I'm jealous Jonathan. Which shop did you go with?


----------



## bowsmith (Dec 14, 2009)

Brian from GA said:


> You're right.... I need something to knock a little sexy off me!!



If ya can't shoot good, look good.


----------



## JC280 (Dec 14, 2009)

Brian from GA said:


> I'm jealous Jonathan. Which shop did you go with?



I went with someone from Shuler's. The best part of the trip was the tour of the Trek bicycle factory. We got to see all of Lance's tour winning bikes and 90% of the factory. Cool stuff!

JC


----------



## Hawire (Dec 20, 2009)

GA HOYT said:


> to me it looks like crap
> i would be afraid that if i put it in a press i would bend the riser.

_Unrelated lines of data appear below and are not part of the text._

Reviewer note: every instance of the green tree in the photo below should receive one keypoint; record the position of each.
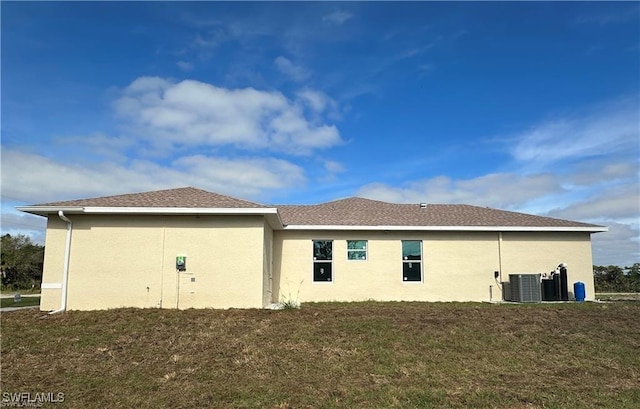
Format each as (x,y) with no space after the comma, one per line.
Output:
(21,262)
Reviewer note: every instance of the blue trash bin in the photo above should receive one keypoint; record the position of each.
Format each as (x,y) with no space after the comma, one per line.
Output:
(579,291)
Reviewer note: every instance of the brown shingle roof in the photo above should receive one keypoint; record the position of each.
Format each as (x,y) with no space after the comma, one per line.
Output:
(364,212)
(187,197)
(353,211)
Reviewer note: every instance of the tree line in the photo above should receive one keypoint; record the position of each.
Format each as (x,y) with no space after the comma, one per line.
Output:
(614,279)
(21,262)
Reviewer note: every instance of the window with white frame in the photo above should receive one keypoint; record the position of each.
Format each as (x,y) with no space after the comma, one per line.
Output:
(356,249)
(322,260)
(411,260)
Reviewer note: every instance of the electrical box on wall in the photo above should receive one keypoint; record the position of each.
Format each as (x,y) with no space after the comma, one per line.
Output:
(181,263)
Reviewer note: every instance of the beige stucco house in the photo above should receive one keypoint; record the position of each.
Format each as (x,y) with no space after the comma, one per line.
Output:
(189,248)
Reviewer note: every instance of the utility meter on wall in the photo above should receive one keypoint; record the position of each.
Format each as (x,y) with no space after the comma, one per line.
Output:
(181,263)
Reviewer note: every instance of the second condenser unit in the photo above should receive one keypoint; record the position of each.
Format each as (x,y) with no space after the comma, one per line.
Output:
(525,287)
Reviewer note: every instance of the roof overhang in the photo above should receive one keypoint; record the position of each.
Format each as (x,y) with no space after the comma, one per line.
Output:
(270,213)
(589,229)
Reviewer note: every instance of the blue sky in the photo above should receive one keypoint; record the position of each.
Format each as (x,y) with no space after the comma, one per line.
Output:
(524,106)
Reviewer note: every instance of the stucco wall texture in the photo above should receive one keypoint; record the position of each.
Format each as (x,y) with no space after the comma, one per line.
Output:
(239,261)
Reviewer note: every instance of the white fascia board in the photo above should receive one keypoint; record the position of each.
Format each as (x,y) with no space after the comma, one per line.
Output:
(447,228)
(44,210)
(270,213)
(180,210)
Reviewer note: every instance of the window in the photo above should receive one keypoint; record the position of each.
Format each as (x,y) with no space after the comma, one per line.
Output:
(356,249)
(322,257)
(411,260)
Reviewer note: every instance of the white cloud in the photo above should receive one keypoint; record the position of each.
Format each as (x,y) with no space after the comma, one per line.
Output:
(296,72)
(502,190)
(56,180)
(333,167)
(615,129)
(184,65)
(581,168)
(337,17)
(619,246)
(617,203)
(193,113)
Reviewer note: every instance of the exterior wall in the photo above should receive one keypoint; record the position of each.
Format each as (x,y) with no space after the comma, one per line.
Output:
(542,252)
(457,266)
(129,261)
(239,261)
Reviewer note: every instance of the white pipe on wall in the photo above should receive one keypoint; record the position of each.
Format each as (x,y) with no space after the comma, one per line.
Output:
(65,268)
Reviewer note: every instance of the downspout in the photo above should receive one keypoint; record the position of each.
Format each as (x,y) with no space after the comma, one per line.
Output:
(65,269)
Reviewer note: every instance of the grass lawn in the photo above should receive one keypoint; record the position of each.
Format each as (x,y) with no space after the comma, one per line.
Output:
(330,355)
(24,302)
(618,296)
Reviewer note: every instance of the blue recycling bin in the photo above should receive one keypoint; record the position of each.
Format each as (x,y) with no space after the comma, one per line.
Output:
(579,291)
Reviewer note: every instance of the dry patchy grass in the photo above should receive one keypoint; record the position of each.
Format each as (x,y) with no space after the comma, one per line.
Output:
(330,355)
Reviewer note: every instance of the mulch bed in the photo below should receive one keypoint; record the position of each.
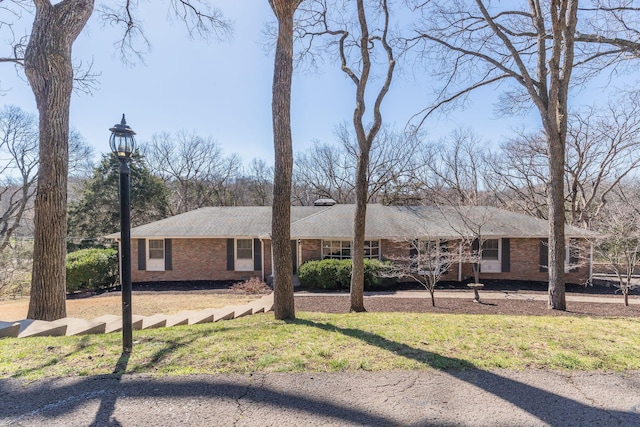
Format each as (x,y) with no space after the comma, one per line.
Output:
(341,304)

The riser is actually stringer than the Monster, or the Reezen. Put it in a press and watch the lack of riser flex. Now put a Monster in and watch the riser flex .75"-1".
I never would have believed it if I had not saw for myself.


----------



## BlackArcher (Jan 21, 2010)

*(currently) 21-like / 23- dislike*

So I guess it is about 50/50...  Since this post, have anyone shot it in competition as yet?  If so, what do ya think?


----------



## Brian from GA (Jan 21, 2010)

I don't think anyone has shot one at all other than at the Mathews show. I got an email from Mathews a couple days ago saying that a few were trickling out the door but for the majority not to expect them before mid February. I spoke with Levi Morgan and Evan Baize at the ATA show and neither had one yet. Levi said he was not going to play with it until he got time anyway because he is shooting his original Conquest very well. Evan is shooting a DLD. 

Should be hearing tons of reports in the next two to three weeks with folks receiving theirs. 

They did come out with a new grip to go on it and any of Mathews bows with the wood grip. 

www.archerynewsnow.com

Go to the bottom of the page.


----------



## SteadyHoyt12's (Jan 21, 2010)

*Its Ugly As Can Be!!!*

Im not sure how it shoots but its UGLY! And i personally dont play chase so i wouldnt shoot it anyways. I will stick with my HOYT!!!


----------



## Brian from GA (Jan 21, 2010)

Darrin Christenberry says over on AT that he has gotten his. I wonder why he got his before I got mine


----------



## shawn mills (Jan 21, 2010)

I shoot a Mathews DXT and love it. The new Z7 is one ugly bow though!


----------



## 3darcher (Jan 21, 2010)

sure like the look of the FOCUS grip.


----------